The British government has come under fire for failing to properly debate EU legislation. The free movement of EU citizens and the rule of law in member states have been largely ignored in the House of Commons, a report by the European Scrutiny Committee has shown.
In the financial year 2014–15, there were only three debates on the floor of the House, compared with 12 in the financial year 2013–14. There were no debates between June 9 2014 and March 9 2015. This announcement came on the day of the final prime minister’s questions – and only 43 days before the general election.
A lack of interest
The committee’s report pointed to a dual failure. At the EU level, the most recent changes to the EU Treaty gives national parliaments the right to intervene in EU policy-making by submitting reasoned opinions. This relates to the EU’s principle of subsidiarity – the idea that EU decisions should be taken as closely to the citizens as possible.

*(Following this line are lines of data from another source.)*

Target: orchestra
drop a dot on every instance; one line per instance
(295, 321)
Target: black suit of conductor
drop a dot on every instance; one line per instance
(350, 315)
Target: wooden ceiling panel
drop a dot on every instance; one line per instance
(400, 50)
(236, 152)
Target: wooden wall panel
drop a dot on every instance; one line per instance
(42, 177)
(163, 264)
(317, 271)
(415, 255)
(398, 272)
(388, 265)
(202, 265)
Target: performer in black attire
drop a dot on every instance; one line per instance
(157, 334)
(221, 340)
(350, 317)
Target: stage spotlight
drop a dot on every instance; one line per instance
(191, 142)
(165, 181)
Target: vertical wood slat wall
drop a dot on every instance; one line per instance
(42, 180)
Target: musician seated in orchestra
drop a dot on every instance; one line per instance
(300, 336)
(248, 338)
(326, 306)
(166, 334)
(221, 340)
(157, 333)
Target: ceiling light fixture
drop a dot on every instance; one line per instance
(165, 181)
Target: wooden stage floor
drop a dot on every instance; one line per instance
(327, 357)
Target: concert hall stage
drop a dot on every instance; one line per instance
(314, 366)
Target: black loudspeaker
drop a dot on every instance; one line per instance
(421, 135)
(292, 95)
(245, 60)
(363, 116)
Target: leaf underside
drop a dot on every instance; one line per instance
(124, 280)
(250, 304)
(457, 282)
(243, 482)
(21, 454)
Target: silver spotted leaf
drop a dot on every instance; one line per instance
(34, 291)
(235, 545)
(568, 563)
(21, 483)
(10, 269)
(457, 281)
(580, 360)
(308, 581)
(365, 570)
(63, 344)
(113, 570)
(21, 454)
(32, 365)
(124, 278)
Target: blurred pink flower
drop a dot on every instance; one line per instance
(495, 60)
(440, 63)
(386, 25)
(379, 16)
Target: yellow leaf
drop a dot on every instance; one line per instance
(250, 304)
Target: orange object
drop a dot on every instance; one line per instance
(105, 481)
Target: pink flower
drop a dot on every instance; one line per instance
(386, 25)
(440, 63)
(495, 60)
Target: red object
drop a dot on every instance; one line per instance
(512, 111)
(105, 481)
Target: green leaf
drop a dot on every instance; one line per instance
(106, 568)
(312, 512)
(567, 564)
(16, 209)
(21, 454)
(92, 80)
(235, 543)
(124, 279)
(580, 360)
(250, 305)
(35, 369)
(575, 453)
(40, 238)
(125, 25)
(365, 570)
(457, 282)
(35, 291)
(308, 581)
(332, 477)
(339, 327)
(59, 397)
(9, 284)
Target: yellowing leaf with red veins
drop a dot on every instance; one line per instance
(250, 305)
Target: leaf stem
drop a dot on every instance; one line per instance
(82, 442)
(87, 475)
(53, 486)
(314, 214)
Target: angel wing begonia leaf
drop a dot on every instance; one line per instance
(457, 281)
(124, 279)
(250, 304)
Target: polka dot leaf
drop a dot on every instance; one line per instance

The government’s lack of a constructive and consistent approach to EU scrutiny illustrates the limited appetite for parliamentary scrutiny of EU issues. It also shows that the government is wasting opportunities to affect EU decision-making.
At the national level, the government’s behaviour raises issues of its domestic accountability – or lack thereof – to the parliament. According to the report, the government has not taken the committee’s recommendations seriously in the past and has failed to respond within the customary deadline. This undermines the work of the committee, its legitimacy and its ability to scrutinise the government.
More broadly, it shows that the EU is not central to the government’s agenda. It suggests that David Cameron’s pledge to deliver a referendum on Europe by 2017 if he remains prime minister was initially a response to Eurosceptic backbenchers, and later to counter the success of UKIP in the 2014 European parliament elections.
The lack of substantive interest in the EU is also illustrated in the pre-electoral campaigns. The discussion on Europe has been structured in binary terms: should the UK stay in or should it remain in the EU? This over-simplified way of looking at the referendum severely limits the debate, which in reality should be much more complicated.
Asked what the EU means to them on a personal level, UK citizens’ responses vary. There is a clear economic component in people’s perceptions about the EU. Using Eurobarometer, I have calculated that more than 25% of respondents think that the EU means bureaucracy, 20% think that the EU is a waste of money while only 9% associate it with economic prosperity.
Clearly, UK citizens weigh up their country’s EU membership in terms of costs versus benefits. For example, whether cost of the red tape and regulation to UK businesses is offset by the benefits of trade agreements.
But there is also a cosmopolitan element to it: 37% of UK citizens say that the EU means freedom to travel, study and work anywhere in the EU. But here there is also a debate: 21% associate the EU with cultural diversity whereas 16% with loss of national identity, and just over 20% associate the EU with relaxed international border controls.
This goes a long way to showing that the divisive in/out angle of the referendum debate conceals a number of issues: a debate on the economic advantages and disadvantages of remaining in the EU; but also a debate on values, identity, lifestyle and the benefit of belonging to a larger community.